Jadi, manajemen pemerintahan desa tak diselenggarakan dengan sistem manajemen yang terstruktur, hierarkis, sistemik, dan terintegrasi di bawah komando dan kontrol presiden, gubernur, dan bupati/wali kota. Pemerintah desa dicabik-cabik, dipotong kompas, dan diintervensi oleh banyak kementerian sektoral. Kementerian induk dan cabang-cabangnya (Kemendargi, pemerintah provinsi, dan pemerintah kabupaten/kota) bukan sebagai komandannya tapi hanya penonton aktif.

Akibatnya pemerintah desa tak punya komandan karena komandannya banyak sekali.
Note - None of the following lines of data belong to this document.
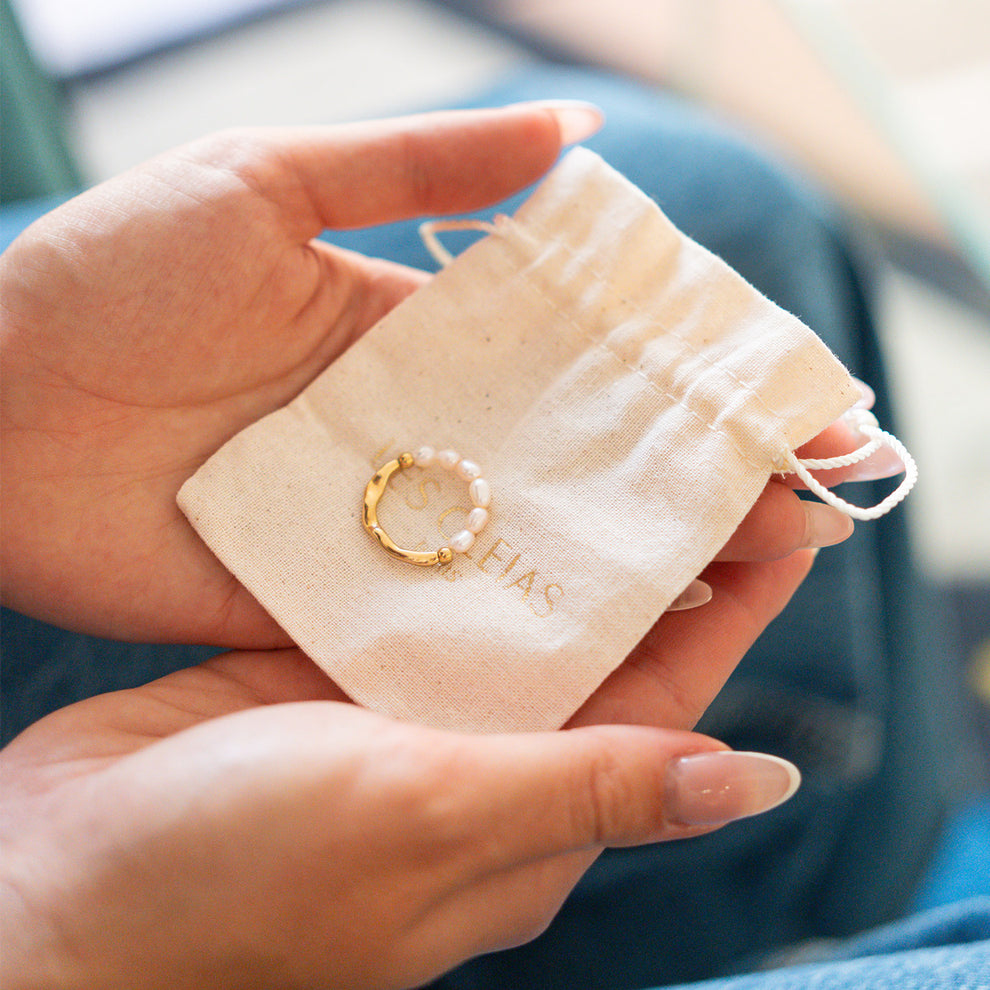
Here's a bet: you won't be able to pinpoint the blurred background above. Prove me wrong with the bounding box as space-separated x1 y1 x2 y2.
3 0 988 736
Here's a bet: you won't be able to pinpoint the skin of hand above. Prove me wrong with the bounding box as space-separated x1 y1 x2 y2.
0 104 880 647
0 106 898 988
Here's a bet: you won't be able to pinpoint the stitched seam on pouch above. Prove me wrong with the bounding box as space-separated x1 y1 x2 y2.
502 215 791 435
496 220 767 470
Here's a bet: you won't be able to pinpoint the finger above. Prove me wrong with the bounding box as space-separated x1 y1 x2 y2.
449 725 799 869
205 102 603 237
201 649 352 705
715 479 853 560
2 648 350 770
784 416 904 490
437 724 805 956
570 551 817 729
850 377 875 411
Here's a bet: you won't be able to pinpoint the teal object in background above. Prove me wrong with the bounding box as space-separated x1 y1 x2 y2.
1 0 81 204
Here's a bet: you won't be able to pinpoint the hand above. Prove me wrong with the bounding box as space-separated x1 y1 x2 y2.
1 650 799 990
0 107 892 648
0 533 813 988
0 104 590 645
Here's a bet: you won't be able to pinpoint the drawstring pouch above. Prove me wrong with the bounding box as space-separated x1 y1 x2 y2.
178 148 914 733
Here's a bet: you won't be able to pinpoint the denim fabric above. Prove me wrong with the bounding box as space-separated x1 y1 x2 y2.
665 899 990 990
0 63 977 990
823 896 990 959
914 797 990 912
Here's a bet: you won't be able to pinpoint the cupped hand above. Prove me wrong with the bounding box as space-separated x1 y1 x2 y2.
0 105 584 645
1 644 801 990
0 520 821 989
0 106 893 647
1 489 823 990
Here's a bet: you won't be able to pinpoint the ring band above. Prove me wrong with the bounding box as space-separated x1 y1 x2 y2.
362 447 491 567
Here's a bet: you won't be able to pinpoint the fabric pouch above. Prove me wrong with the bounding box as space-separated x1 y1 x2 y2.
178 148 911 733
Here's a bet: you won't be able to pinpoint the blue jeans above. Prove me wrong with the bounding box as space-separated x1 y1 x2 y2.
666 897 990 990
2 64 985 988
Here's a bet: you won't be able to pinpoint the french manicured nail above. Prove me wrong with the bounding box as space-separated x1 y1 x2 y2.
852 376 875 410
840 444 906 483
667 579 713 612
522 100 605 145
666 751 801 826
802 502 854 548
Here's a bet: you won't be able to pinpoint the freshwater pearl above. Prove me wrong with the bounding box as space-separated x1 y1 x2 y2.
456 458 482 482
449 529 475 553
466 507 489 534
372 444 492 562
469 478 491 509
436 448 460 470
413 445 435 468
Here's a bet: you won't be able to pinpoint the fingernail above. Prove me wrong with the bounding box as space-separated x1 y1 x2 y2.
667 579 713 612
841 444 906 483
851 376 875 410
802 502 854 548
520 100 605 146
666 751 801 826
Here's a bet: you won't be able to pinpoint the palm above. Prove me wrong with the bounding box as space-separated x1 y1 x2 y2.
1 135 449 645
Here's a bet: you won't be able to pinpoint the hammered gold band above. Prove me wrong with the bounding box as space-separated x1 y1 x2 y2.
362 448 491 567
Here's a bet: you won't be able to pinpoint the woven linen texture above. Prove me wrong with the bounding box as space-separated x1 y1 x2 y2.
178 148 860 733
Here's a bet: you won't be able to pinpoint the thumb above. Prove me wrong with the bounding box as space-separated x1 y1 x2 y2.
462 726 801 868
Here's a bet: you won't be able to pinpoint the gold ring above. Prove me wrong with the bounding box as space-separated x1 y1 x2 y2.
362 447 491 567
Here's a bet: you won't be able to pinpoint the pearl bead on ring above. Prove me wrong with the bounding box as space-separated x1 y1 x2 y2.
362 447 491 567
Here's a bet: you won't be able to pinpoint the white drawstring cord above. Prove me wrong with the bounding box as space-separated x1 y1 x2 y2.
779 407 918 521
420 219 499 268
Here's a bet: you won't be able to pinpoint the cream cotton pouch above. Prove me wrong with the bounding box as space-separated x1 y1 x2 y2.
178 147 914 734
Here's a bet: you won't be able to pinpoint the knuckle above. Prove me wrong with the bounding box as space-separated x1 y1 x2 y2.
569 733 643 846
182 128 280 201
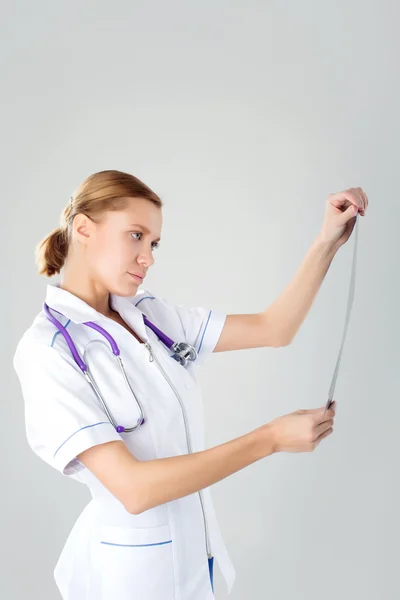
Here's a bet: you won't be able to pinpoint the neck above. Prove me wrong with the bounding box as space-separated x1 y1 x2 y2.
60 263 113 318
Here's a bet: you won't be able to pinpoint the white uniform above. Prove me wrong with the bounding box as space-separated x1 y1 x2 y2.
13 283 236 599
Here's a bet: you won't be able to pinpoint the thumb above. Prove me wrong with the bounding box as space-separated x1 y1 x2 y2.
338 204 358 225
308 404 332 416
303 406 326 416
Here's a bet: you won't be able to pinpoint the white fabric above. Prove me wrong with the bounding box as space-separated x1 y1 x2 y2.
13 283 236 599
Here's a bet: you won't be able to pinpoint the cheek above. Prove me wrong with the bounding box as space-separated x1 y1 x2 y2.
89 235 129 273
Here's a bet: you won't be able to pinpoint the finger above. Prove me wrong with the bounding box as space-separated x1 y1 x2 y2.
361 189 368 211
304 399 337 415
315 412 335 428
314 419 334 439
314 426 333 446
339 203 359 224
354 187 367 210
320 401 337 414
329 190 358 206
353 187 367 214
307 405 335 419
327 400 337 411
315 406 335 422
325 400 336 415
308 403 334 414
330 189 365 215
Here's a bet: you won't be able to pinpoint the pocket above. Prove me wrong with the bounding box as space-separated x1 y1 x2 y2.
168 353 198 390
98 524 175 600
180 361 198 390
156 339 198 390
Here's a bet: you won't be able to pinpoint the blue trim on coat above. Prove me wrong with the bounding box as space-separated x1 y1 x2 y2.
53 421 112 457
135 296 155 306
100 540 172 547
50 318 71 347
197 310 212 355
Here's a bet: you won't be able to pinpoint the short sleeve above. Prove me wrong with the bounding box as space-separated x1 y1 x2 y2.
13 339 123 476
141 290 227 368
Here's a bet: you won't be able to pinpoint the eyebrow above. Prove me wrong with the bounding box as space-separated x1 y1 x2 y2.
129 224 161 242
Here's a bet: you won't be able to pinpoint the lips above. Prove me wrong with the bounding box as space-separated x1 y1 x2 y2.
128 272 144 281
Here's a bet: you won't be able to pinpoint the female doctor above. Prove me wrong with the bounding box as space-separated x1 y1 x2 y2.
13 169 367 599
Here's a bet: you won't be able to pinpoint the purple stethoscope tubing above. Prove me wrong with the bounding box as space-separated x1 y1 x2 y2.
43 302 197 433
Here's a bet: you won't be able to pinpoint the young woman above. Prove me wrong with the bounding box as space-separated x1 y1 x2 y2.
13 169 366 599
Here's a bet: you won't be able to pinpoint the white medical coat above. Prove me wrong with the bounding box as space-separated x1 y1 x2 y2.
13 282 236 599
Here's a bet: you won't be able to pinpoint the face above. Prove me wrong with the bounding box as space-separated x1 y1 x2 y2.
74 197 163 296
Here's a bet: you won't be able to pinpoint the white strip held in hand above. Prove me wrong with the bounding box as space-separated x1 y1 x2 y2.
325 214 359 411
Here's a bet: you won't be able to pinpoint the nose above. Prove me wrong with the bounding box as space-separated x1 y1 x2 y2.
137 246 155 269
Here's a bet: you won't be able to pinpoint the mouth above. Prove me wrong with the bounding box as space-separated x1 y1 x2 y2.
128 272 144 282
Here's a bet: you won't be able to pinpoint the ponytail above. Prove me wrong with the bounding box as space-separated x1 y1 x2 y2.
34 169 163 278
35 227 69 277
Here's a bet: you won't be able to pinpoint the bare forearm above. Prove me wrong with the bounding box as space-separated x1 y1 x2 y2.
264 233 338 345
134 428 273 514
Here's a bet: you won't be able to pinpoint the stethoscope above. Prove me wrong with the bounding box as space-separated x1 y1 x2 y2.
43 302 197 433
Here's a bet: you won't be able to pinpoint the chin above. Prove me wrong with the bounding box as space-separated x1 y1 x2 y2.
125 276 143 294
108 278 139 297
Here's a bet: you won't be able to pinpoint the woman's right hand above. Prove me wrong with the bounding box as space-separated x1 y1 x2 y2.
262 401 337 454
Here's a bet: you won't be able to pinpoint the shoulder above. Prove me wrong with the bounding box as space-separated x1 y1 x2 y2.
13 310 75 372
131 288 179 315
127 287 188 340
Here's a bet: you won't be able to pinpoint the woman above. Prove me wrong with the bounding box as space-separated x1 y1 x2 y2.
13 169 366 599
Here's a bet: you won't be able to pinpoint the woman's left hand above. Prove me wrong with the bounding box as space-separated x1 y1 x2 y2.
319 187 369 250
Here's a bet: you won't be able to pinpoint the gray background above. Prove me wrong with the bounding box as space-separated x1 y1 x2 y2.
2 1 397 598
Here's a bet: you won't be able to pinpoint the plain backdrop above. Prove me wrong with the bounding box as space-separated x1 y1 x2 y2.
2 1 398 598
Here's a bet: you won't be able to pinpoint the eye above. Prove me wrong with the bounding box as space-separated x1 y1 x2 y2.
131 232 160 251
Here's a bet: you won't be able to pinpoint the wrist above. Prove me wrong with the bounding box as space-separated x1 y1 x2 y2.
249 424 278 460
315 232 340 258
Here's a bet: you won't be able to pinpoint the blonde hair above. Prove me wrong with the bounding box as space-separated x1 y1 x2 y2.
35 169 163 277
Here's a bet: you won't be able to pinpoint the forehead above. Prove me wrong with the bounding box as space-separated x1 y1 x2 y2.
106 198 163 230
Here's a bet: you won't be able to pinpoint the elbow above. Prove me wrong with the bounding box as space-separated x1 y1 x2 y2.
276 337 292 347
126 501 145 515
278 331 294 347
126 496 147 515
123 463 151 515
127 504 143 516
126 489 151 515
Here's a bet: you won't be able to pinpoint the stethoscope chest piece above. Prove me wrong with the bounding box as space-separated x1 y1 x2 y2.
171 342 198 367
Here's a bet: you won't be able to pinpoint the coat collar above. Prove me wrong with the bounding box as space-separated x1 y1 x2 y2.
44 282 149 342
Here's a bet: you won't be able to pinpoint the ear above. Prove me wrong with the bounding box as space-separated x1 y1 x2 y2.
73 213 94 245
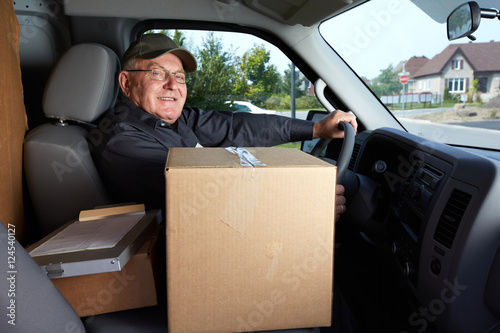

Dampaknya, tata kelola pemerintahan desa ruwet dan karut- marut. Demi tertib sistem pemerintahan dan kepatuhan terhadap UUD NRI 1945, sudah waktunya pemerintah desa dimasukkan ke dalam sistem pemerintahan formal, tidak ditaruh di luar sistem seperti sekarang ala stelsel IGO 1906.

Berdasarkan Pasal 18B Ayat (1) UUD 1945 pemerintah desa dijadikan daerah otonom kecil yang bersifat istimewa karena mempunyai susunan asli. Hal ini sesuai rancangan founding fathers: Muhammad Yamin, Soepomo, Muhammad Hatta, dan Soetardjo Kardohadikoesoemo. Dengan demikian pemerintah desa jadi subsistem pemerintahan nasional sebagai bagian dari local self-government formal di dalam naungan NKRI.

Hanif Nurcholis, Guru Besar Universitas Terbuka dan Ketua Dewan Pakar Asosiasi Ilmuwan Administrasi Negara.